关 键 词:二维电泳  差异表达蛋白  约氏疟原虫  大劣按蚊
文章编号:1000-5404(2005)17-1735-04
收稿时间:2005-05-21
修稿时间:2005-06-13

Analysis of differentially expressed proteins from hemolymph of Anopheles dirus in-fected and uninfected with Plasmodium yoelii
WANG Ying,ZHANG Xi-lin,DUAN Jian-hua,XU Ying,ZHANG Yan-ling,ZHANG Jian,HUANG Fu-sheng. Analysis of differentially expressed proteins from hemolymph of Anopheles dirus in-fected and uninfected with Plasmodium yoelii[J]. Acta Academiae Medicinae Militaris Tertiae, 2005, 27(17): 1735-1738
Authors:WANG Ying  ZHANG Xi-lin  DUAN Jian-hua  XU Ying  ZHANG Yan-ling  ZHANG Jian  HUANG Fu-sheng
Affiliation:1. Department of Pathogenic Biology, College of Medicine, 2. Department of Neurology, Southwest Hospital, Third Military Medical University, Chongqing 400038, China
Abstract:Objective To investigate the differentially expressed proteins from hemolymph of Anopheles dirus infected and uninfected with Plasmodium yoelii. Methods Proteins from hemolymph of Anopheles dirus infected and uninfected with Plasmodium yoelii were separated with two-dimensional polyacrylamide gel electrophoresis (2-DE) respectively. Then the gel were stained by Coomassie brilliant blue and analyzed by PDQuest 2D Elite analysis software.

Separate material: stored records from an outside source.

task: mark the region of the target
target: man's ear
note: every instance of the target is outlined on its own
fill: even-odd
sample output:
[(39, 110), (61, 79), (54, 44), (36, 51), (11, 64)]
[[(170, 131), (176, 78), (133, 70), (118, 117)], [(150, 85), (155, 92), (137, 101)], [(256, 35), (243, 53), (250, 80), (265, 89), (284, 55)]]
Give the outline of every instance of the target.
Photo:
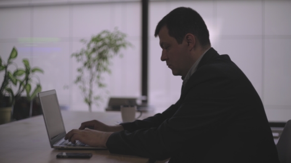
[(189, 50), (194, 48), (196, 45), (196, 39), (194, 35), (191, 33), (187, 33), (185, 36), (185, 41), (188, 44)]

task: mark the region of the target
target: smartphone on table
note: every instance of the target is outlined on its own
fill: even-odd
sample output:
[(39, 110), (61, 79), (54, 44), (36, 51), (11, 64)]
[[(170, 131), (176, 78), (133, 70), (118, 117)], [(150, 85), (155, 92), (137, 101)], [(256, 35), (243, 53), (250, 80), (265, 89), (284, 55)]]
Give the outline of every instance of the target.
[(92, 153), (61, 152), (57, 155), (57, 158), (90, 159)]

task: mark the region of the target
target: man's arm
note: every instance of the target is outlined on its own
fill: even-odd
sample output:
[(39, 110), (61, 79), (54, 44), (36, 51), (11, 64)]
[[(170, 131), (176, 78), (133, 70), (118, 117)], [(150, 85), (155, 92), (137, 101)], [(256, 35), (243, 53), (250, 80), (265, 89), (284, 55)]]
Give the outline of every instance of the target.
[[(237, 109), (236, 95), (241, 89), (216, 70), (203, 71), (197, 76), (199, 80), (178, 110), (158, 127), (112, 134), (106, 143), (109, 152), (162, 160), (185, 148), (207, 148), (219, 141), (225, 134), (224, 124), (231, 120), (229, 116)], [(202, 78), (203, 74), (208, 75)]]

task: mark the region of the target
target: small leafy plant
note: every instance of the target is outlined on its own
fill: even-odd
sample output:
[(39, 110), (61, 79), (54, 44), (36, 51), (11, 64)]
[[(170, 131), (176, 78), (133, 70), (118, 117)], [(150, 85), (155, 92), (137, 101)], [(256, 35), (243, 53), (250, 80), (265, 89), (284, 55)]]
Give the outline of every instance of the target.
[(109, 68), (110, 60), (116, 55), (121, 56), (119, 54), (120, 50), (131, 46), (125, 40), (126, 37), (125, 34), (116, 28), (112, 32), (105, 30), (93, 36), (89, 41), (81, 40), (86, 45), (85, 48), (72, 54), (72, 57), (75, 57), (77, 62), (81, 62), (82, 65), (77, 69), (78, 75), (74, 82), (79, 85), (84, 101), (88, 105), (90, 112), (93, 102), (98, 105), (98, 101), (102, 98), (100, 94), (93, 92), (94, 85), (96, 84), (99, 88), (106, 87), (102, 75), (111, 73)]
[[(35, 73), (40, 72), (43, 73), (43, 71), (37, 67), (31, 68), (29, 61), (24, 58), (22, 62), (24, 64), (25, 68), (18, 68), (17, 65), (13, 61), (17, 57), (18, 53), (14, 47), (12, 49), (8, 60), (5, 63), (2, 61), (0, 57), (0, 72), (4, 71), (4, 79), (0, 88), (0, 103), (3, 103), (3, 97), (9, 96), (11, 99), (10, 105), (14, 105), (15, 101), (20, 97), (22, 93), (25, 90), (28, 100), (33, 99), (36, 94), (41, 91), (41, 86), (39, 79)], [(8, 67), (14, 65), (16, 69), (13, 72), (8, 70)], [(32, 78), (36, 78), (38, 80), (34, 90), (32, 91), (32, 84), (35, 82)], [(16, 91), (13, 92), (13, 87), (16, 87)]]

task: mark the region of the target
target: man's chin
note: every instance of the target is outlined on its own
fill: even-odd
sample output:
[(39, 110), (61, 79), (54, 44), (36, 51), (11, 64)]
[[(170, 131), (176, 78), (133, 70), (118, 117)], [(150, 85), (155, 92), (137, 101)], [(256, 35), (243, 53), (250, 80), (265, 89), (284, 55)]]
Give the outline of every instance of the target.
[(178, 72), (175, 72), (174, 71), (172, 70), (172, 73), (174, 76), (181, 76)]

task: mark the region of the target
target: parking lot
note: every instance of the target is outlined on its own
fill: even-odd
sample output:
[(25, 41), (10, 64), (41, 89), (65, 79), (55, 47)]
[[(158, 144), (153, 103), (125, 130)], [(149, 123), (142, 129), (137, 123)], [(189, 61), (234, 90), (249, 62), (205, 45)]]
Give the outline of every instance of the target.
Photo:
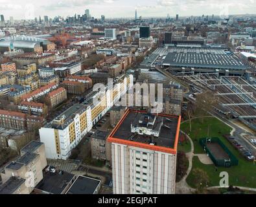
[(242, 146), (234, 136), (229, 135), (225, 135), (224, 136), (246, 160), (255, 160), (256, 155), (250, 151), (246, 146)]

Mass spectrometry and NCBInr database searching were carried out to analyze and forecast the biologic character and function in oocyst melanization of the differentially expressed proteins. Results The 2-DE patterns with higher resolving power and reproducibility were obtained. There were 120 protein spots in the gel of infected group and 95 protein spots in the gel of uninfected group. A total of 37 differentially expressed protein!spots were found by comparing the two gels. We got 3 peptide mass fingerprints (PMF) by mass spectrometry. There was no protein matching highly with the 3 analyzed proteins in the NCBInr database. However, an unknown protein of Anopheles gambiae homologous with the differentially expressed protein spot 1 was found in the database. Conclusion We got the differentially expressed proteins from hemolymph of Anopheles dirus infected and uninfected with Plasmodium yoelii. Some of their information were also obtained. Our study will help to understand the relationship between Anopheles and Plasmodium on protein level and carry out the further study on oocyst melanization using the model of Anopheles dirus-Plasmodium yoelii.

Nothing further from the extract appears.